Hussein a-Sheikh, the Palestinian Authority's minister in charge of civilian affairs and one of the PA's senior officials tasked with maintaining relations with Israel, announced on Thursday morning that the Palestinians have rejected the Israeli request to hold a joint investigation into the death of the Al Jazeera journalist Shireen Abu Aqleh, who was shot in Jenin on Wednesday in unclear circumstances.

"Israel requested that we hold a joint investigation into the incident and into the bullet that murdered journalist Shireen," a-Sheikh wrote on Twitter. "We refused, and announced that our investigation will be conducted independently, and at its conclusion, we will inform the family of Abu Aqleh, the Americans, Qatar, and the whole world, of the results of the investigation which will be conducted with a high level of transparency. All the indications and witness accounts point to the fact that she was assassinated by an Israeli special forces unit," he added.

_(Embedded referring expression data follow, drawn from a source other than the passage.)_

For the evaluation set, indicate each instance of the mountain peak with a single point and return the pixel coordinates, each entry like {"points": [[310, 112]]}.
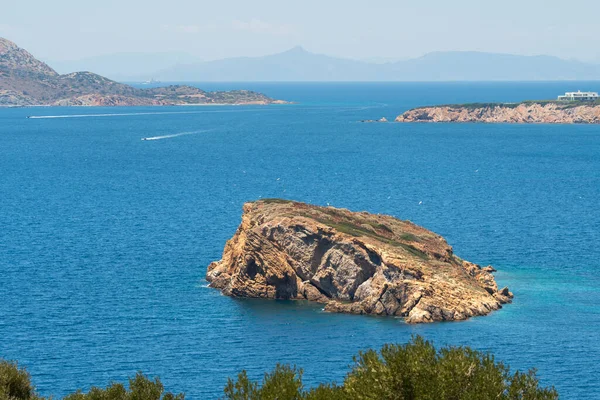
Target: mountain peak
{"points": [[6, 46], [17, 59], [296, 50]]}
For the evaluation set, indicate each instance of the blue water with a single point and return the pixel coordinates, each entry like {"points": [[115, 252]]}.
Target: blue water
{"points": [[105, 239]]}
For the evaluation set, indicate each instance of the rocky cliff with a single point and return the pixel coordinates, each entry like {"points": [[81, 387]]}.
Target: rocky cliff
{"points": [[25, 81], [352, 262], [530, 112]]}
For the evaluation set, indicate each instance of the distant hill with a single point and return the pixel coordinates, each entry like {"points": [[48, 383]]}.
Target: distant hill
{"points": [[125, 67], [298, 64], [24, 80]]}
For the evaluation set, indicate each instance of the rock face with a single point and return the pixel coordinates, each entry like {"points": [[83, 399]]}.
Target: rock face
{"points": [[352, 262], [25, 81], [530, 112]]}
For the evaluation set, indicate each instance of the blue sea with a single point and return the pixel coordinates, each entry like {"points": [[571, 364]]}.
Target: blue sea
{"points": [[105, 238]]}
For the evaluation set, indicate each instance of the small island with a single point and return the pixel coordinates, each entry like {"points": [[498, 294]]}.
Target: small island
{"points": [[571, 108], [27, 81], [352, 262]]}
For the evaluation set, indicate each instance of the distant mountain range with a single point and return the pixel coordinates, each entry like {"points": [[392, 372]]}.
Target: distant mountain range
{"points": [[25, 80], [125, 67], [298, 64]]}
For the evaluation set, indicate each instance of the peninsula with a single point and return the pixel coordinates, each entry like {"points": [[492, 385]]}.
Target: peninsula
{"points": [[26, 81], [528, 112], [352, 262]]}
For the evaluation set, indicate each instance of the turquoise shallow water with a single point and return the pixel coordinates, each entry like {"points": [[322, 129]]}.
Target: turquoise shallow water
{"points": [[105, 239]]}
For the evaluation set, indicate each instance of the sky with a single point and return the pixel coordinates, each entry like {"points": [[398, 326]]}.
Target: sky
{"points": [[373, 29]]}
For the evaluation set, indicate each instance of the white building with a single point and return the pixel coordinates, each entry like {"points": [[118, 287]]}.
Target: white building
{"points": [[579, 96]]}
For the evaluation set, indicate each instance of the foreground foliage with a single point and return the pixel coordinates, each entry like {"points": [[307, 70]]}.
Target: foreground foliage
{"points": [[412, 371], [15, 384]]}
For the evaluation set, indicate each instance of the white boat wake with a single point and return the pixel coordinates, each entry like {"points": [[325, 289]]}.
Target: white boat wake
{"points": [[107, 115], [175, 135]]}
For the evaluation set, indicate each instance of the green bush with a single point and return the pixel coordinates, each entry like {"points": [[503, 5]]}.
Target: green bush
{"points": [[15, 383], [414, 371]]}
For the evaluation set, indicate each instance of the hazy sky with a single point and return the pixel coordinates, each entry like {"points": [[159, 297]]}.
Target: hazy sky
{"points": [[72, 29]]}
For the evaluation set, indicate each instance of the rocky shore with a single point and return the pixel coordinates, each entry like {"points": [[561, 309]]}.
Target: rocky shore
{"points": [[352, 262], [27, 81], [549, 112]]}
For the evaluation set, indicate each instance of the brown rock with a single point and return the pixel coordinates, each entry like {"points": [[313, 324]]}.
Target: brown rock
{"points": [[524, 113], [352, 262]]}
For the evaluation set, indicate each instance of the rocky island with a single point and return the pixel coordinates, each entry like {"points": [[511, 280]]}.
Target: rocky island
{"points": [[352, 262], [26, 81], [547, 112]]}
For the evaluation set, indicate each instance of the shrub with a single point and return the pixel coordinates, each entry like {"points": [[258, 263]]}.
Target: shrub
{"points": [[15, 383], [413, 371]]}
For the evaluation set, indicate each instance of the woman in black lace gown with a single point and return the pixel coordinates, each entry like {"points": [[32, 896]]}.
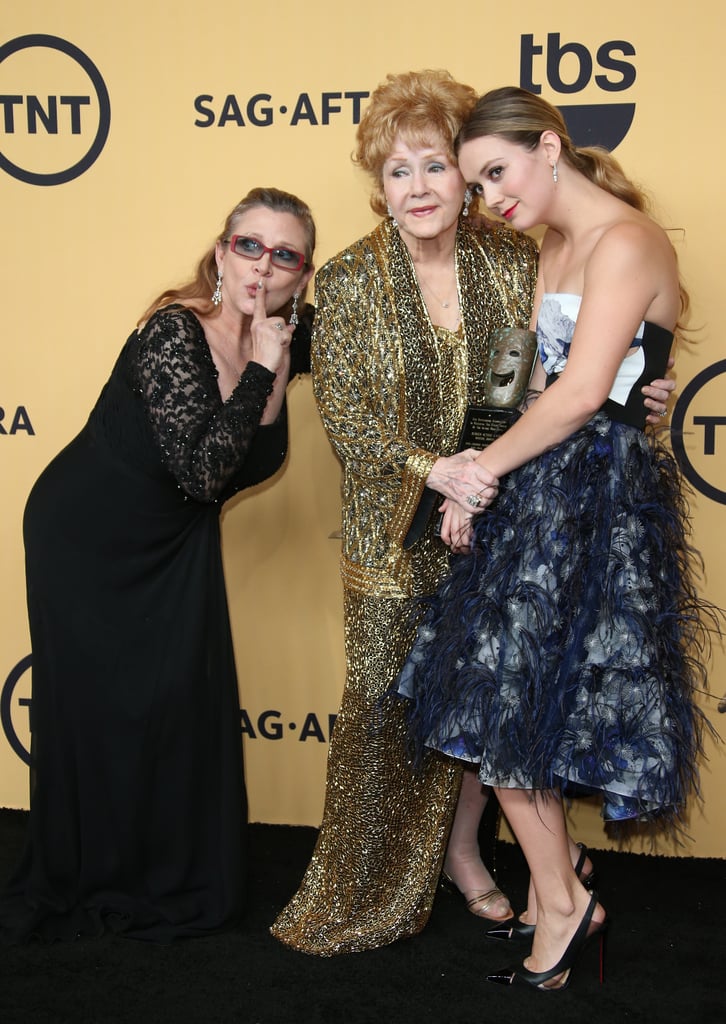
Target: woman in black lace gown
{"points": [[137, 798]]}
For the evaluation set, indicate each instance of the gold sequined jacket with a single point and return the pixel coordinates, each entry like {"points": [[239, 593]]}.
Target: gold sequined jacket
{"points": [[392, 389]]}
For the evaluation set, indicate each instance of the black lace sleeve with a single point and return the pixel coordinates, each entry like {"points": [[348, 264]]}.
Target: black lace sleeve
{"points": [[203, 441]]}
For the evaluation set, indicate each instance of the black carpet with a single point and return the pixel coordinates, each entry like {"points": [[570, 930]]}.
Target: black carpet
{"points": [[665, 958]]}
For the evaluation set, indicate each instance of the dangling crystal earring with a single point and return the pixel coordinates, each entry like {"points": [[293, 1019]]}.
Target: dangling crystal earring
{"points": [[217, 297]]}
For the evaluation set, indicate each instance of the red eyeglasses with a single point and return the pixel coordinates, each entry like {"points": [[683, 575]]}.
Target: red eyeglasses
{"points": [[286, 259]]}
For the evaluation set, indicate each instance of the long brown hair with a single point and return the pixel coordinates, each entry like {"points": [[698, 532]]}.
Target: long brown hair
{"points": [[521, 117]]}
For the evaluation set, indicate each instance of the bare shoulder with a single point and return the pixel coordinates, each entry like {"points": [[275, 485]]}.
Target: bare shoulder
{"points": [[630, 239]]}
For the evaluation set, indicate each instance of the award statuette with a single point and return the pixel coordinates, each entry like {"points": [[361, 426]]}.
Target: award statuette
{"points": [[511, 355], [482, 424]]}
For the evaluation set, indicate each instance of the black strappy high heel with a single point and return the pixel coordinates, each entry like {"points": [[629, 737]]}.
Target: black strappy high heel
{"points": [[587, 880], [562, 970], [514, 930]]}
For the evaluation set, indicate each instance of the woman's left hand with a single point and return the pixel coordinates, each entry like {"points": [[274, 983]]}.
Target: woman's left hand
{"points": [[456, 527], [656, 395]]}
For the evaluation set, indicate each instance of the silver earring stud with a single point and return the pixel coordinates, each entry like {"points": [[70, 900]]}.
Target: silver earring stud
{"points": [[217, 297]]}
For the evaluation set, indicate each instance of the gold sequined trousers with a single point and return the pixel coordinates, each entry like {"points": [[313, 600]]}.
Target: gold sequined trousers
{"points": [[376, 864]]}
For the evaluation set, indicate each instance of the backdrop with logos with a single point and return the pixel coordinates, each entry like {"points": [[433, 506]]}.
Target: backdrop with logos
{"points": [[124, 139]]}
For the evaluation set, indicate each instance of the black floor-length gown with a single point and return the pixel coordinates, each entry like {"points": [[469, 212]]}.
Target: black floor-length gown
{"points": [[137, 794]]}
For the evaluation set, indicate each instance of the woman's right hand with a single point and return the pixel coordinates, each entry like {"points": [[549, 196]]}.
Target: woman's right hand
{"points": [[270, 336], [460, 477]]}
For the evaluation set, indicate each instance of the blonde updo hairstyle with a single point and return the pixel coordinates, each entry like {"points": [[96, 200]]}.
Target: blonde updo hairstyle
{"points": [[521, 117], [197, 293], [423, 108]]}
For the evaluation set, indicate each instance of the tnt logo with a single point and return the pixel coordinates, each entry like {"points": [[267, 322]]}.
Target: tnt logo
{"points": [[54, 111], [569, 68], [15, 707], [698, 432]]}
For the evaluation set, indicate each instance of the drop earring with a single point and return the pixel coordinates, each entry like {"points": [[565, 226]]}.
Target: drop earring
{"points": [[217, 297]]}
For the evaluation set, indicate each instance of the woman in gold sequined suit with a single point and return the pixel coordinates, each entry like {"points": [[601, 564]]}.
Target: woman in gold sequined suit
{"points": [[400, 347]]}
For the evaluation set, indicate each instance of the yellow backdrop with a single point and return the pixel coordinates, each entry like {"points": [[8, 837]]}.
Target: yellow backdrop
{"points": [[153, 122]]}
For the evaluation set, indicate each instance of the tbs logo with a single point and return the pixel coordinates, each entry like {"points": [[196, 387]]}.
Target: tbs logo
{"points": [[569, 68]]}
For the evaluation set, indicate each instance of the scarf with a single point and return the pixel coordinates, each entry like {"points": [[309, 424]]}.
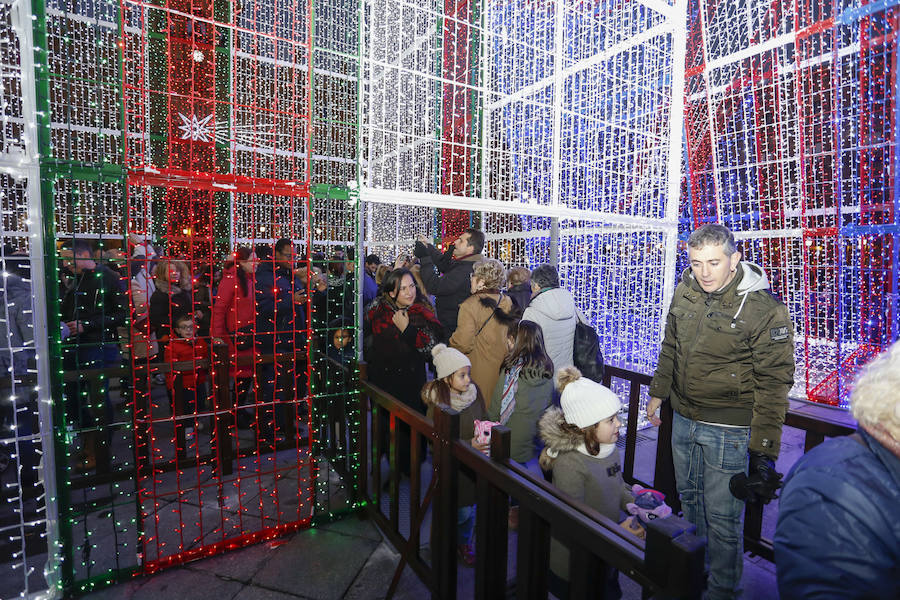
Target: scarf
{"points": [[510, 385], [460, 402], [605, 450]]}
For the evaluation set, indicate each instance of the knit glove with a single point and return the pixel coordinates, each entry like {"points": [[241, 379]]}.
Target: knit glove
{"points": [[762, 482]]}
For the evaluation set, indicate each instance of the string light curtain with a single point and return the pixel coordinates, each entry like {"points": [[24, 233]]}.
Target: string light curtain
{"points": [[29, 533], [556, 124], [218, 108], [791, 122]]}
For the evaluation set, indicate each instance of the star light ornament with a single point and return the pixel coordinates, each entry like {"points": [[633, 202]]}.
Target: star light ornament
{"points": [[196, 130]]}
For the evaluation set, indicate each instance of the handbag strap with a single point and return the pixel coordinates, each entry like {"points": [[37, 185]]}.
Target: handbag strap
{"points": [[491, 316]]}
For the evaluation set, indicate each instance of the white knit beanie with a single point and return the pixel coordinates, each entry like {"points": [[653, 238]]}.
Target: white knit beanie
{"points": [[584, 402], [448, 361]]}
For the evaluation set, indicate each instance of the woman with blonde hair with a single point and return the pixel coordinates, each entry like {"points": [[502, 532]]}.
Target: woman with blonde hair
{"points": [[838, 535], [172, 297], [483, 322]]}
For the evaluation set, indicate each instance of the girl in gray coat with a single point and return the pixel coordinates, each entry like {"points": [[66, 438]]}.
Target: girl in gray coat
{"points": [[581, 451], [524, 390]]}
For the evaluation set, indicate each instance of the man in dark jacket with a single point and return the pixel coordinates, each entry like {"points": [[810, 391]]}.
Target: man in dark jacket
{"points": [[726, 364], [370, 288], [92, 308], [281, 327], [446, 276], [838, 535]]}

The IDF's initial investigation of the incident has revealed that the Palestinian journalist was standing between 100 and 150 meters away from the IDF forces who were operating in Jenin, when she was hit by gunfire. During the operation, fighters from the Duvdevan unit fired several dozen bullets, but it is unclear whether Abu Aqleh was hit by Israeli fire or by a bullet fired by armed Palestinian gunmen who had provoked the battle by firing first at the IDF unit.

Israel has a clear and pressing interest in verifying the details of the incident, and IDF Gen. Rasan Elian had already asked the Palestinians to release the bullet extracted from the journalist during autopsy, in order to conduct a forensics examination and determine its origin. The Palestinians, however, have refused to comply.

According to a senior security official, Israel, "acting transparently and with openness, has proposed to Palestinian Authority and American representatives that we send our own representatives to be present at the forensics examination of the bullet."

Speaking on Kan 11, Gen. Yehuda Fuchs, the head of the IDF's Central Command, said that he has not ruled out any potential source of the bullet. "Wild, unchecked gunfire was directed at IDF forces operating in the area," he said. "They were shot at from a number of directions, and at this stage, I am unable to determine what exactly hit Abu Aqleh."

IDF spokesman Brig.-Gen. Ran Kochavi has also said that the inability of the Palestinians to determine the source of the gunfire testifies to the complexity of the incident. However, he added that if the bullet were to be transferred to Israeli forensics experts, its source could be identified.